Os trabalhos foram apresentados para a turma, o que proporcionou que as aulas se tornassem momentos ricos de trocas de leituras, a partir dessas apresentações, pois houve variedade de análises bem como de outras obras relacionadas, que contribuíram para tornar as aulas mais atraentes e significativas, favorecendo e facilitando a aprendizagem.
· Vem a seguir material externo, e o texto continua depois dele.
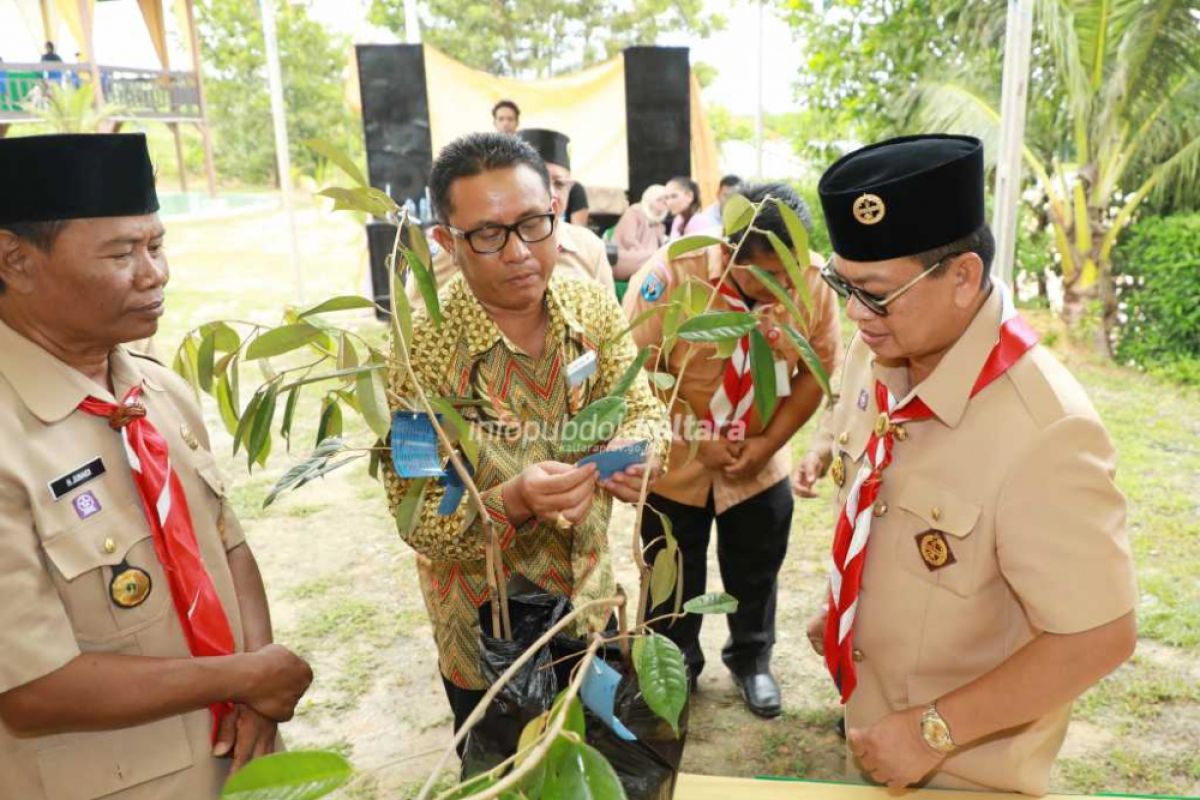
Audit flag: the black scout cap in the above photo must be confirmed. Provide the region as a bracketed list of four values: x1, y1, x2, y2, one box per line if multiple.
[517, 128, 571, 169]
[0, 133, 158, 225]
[817, 134, 984, 261]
A atividade, ao proporcionar que os grupos analisassem as músicas e os poemas, e os relacionasse, bem como a outras obras, aponta para a importância de, ao se fazer uma leitura, compreender a obra e relacioná-la a outras possibilidades de leitura. Essa é uma forma de ampliar a capacidade leitora na perspectiva do multiletramento (KERSCH, COSCARELLI; CANI, 2016), uma vez que parte da música e do poema para ampliar o repertório leitor a partir de pesquisa na internet, por exemplo, como foi o caso deste trabalho.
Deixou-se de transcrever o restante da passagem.